Au Comptoir du Ritz, tandis que les trois sandwichs phares revisités par François Perret sont affichés à 15€, le casse-croûte au homard est à 48€. Dans un pain brioché y sont disposés mayonnaise citronnée, feuilles de laitue, dés de citron confit, ciboulette et homard breton. Sur commande uniquement ou disponible le samedi en boutique, cette proposition fonctionne bien. « À 48€, la plupart des clients sont déjà des habitués du homard et savent que c’est un prix très honnête, mais il existe aussi des clients qui vont casser leur tirelire pour tenter cette expérience, souligne-t-il. C’est toute la force de ce lieu d’avoir une clientèle aussi éclectique. »

Inverser les proportions

Au Comptoir du Ritz, le Meilleur Chef pâtissier de restaurant du monde (2019) a pensé cette nouvelle annexe du palace comme un « un lieu pour faire sortir le Ritz de ses murs, s’adresser à une clientèle plus variée ». Si c’est une ode à la pâtisserie, le chef a tout de même tenu à proposer une offre salée. La star de la série The Chef in a truck sur Netflix a revisité l’incontournable jambon beurre. Dans une pâte feuilletée en forme de U pour mettre en valeur la garniture se trouve un beurre moutardé, du comté affiné 24 mois, du jambon cuit à l’os et des cornichons. « J’ai voulu rendre la garniture au sandwich car il y a toujours trop de pain, regrette le chef. Je me suis amusé à peser les ingrédients, dans un sandwich classique on a environ 70% de pain pour 30% de garniture ; j’ai inversé les proportions. »

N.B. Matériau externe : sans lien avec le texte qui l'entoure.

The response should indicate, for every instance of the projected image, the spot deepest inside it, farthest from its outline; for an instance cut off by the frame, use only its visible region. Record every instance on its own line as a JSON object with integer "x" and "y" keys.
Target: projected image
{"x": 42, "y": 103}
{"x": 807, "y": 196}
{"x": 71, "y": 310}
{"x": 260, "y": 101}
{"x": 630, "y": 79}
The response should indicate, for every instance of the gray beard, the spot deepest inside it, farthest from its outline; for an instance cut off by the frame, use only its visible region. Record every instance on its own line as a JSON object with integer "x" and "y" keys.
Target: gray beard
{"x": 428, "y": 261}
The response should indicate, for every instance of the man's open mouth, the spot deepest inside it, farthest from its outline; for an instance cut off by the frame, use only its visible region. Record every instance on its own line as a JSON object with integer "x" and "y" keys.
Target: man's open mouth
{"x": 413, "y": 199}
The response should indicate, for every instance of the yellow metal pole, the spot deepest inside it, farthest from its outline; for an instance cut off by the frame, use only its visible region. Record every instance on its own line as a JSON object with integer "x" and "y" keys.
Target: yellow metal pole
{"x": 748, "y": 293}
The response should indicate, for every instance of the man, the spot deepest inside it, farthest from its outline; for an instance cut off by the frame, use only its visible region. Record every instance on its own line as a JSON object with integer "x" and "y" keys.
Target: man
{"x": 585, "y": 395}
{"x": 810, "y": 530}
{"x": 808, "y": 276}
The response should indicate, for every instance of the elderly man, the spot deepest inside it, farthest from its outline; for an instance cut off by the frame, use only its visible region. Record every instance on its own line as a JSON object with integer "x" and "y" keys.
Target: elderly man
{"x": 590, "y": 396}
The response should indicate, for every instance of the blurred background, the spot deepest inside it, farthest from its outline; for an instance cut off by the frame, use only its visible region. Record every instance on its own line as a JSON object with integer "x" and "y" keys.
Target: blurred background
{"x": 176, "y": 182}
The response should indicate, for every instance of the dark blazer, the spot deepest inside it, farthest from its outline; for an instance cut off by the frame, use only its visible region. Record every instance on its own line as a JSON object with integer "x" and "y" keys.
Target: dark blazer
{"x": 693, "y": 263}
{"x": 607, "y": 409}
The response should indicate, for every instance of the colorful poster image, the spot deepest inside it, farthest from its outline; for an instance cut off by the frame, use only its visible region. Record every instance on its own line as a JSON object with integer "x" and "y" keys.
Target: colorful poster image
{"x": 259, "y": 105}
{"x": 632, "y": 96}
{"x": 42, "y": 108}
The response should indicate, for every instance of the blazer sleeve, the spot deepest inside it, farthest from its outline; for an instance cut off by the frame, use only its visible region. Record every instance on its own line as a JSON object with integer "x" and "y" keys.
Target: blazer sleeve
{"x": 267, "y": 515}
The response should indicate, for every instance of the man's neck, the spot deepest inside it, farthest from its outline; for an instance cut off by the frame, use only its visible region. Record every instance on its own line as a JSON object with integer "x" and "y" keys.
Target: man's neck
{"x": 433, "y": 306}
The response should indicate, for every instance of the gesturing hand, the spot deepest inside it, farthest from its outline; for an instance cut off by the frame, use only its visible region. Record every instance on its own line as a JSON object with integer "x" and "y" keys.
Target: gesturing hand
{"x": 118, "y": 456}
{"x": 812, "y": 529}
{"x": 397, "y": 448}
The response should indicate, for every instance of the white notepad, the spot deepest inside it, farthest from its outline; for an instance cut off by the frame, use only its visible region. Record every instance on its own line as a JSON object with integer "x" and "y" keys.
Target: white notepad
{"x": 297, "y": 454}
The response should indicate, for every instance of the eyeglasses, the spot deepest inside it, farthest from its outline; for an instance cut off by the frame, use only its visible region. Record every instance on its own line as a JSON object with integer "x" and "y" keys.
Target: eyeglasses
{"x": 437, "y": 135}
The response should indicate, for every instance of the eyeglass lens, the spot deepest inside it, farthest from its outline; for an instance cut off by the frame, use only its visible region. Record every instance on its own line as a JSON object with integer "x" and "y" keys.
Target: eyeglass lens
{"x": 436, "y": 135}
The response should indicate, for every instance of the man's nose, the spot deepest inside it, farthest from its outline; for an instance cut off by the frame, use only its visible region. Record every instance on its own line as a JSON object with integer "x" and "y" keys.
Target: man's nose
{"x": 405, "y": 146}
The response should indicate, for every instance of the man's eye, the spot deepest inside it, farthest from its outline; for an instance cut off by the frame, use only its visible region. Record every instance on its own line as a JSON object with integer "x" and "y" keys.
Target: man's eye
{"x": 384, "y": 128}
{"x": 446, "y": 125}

Pour le chef, le format du sandwich est plus une solution qu’une contrainte. « Il permet de déguster facilement et c’est justement le défi avec le sandwich, à savoir le rendre moins utilitaire et encore plus gourmand », affirme François Perret. Avec ce visuel en U, il a également créé le sandwich au saumon avec une crème de raifort, saumon fumé, roquette et segments de citron mais cette fois dans une base de pain de mie au sarrasin, toujours en forme de U. Ainsi que le sandwich César « qui donne l’impression de manger une salade » avec tous les ingrédients de ce plat classique.

Un sandwich de palace

Le sandwich gastronomique a encore de beaux jours devant lui car le chef du lobster roll à la française souhaite ouvrir le premier restaurant de sandwichs de palace. Inspiré du Po’boy en Louisiane, Moïse Sfez souhaite reprendre ce concept avec du crabe royal et une sauce au beurre blanc caviar dans un pain brioché. Mais si le chef ne peut pas encore se prononcer sur un lieu ou une date, il sait néanmoins déjà comment il présentera ses œuvres. « Pour un dressage palace, nous allons choisir la bonne assiette et jouer sur la découpe du sandwich, servi avec un rince-doigts sur le côté, argumente-t-il. On pourra autant le manger avec les mains qu’avec des couverts, car la base du sandwich, c’est qu’il soit aisé à manger. »

John Montagu, 4e comte de Sandwich, et « inventeur » de ce mets n’aurait pas dit mieux… Mais c’est une autre histoire.